Na tle zalewu przestrzeni publicznej przekazami o „bezkosztowym wyzwoleniu” się kredytobiorców z umów, które sami zawarli, uwagę zwraca wyjątkowo rozsądny komentarz sędziego Henryka Walczewskiego z Sądu Okręgowego w Warszawie (orzekającego w tzw. „wydziale frankowym”) oraz Moniki Kucharskiej pt.: „Kusząca wizja pożyczki gratis, czyli kredyt we frankach” (rp.pl, 22.11.2023).
Zakorkowane sądy
Choć Autorzy jako przedstawiciele wymiaru sprawiedliwości zachowują daleko idącą powściągliwość w prezentowaniu jednoznacznych poglądów prawnych, doskonale diagnozują jeden z głównych powodów postępującej – ze szkodą dla obywateli i przedsiębiorców – zapaści wymiaru sprawiedliwości: potok „frankowych” sporów, który „zakorkował” sądy.
A jego praprzyczyną jest agresywny marketing kancelarii prawnych i odszkodowawczych, które stworzyły wokół tego „frankowy przemysł”. Motorem napędowym w tym zakresie są właśnie roztaczane wizje uzyskania darmowego kredytu, a nawet darmowego mieszkania. Problemy te trafnie punktują Autorzy, wskazując, że okoliczności takie jak: 1) gwałtowny przyrost powództw „frankowiczów” w sądach; 2) istotna przewaga uwzględnień tych powództw przez sądy w porównaniu z ich oddaleniami, nie przesądzają (choćby z uwagi na charakter tych powództw, które nie dotyczą całości sporu), że finalnie rachunek będzie korzystny dla klienta. A już na pewno jasnym jest, że nie będzie korzystny dla ogółu obywateli, państwa oraz pozostałych klientów banków.
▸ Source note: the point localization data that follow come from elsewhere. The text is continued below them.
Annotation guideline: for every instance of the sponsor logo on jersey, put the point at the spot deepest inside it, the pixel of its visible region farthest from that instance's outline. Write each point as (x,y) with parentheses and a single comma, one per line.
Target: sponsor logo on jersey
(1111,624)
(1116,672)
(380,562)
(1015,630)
Zanim przejdę do roli „adwokata diabła” (to tylko takie powiedzenie, uprzedzam, aby nie łączyć go z klientami, których reprezentuję) w zakresie perspektyw wtórnych postępowań związanych kredytami „frankowymi”, muszę ze smutkiem wskazać, że niektóre z absurdalnych (choć pewnie niestety prawdziwych i realnych) przykładów podanych przez sędziego Walczewskiego i panią Kucharską są jak najbardziej poważnie traktowane przez wielu sędziów orzekających w sprawach frankowych.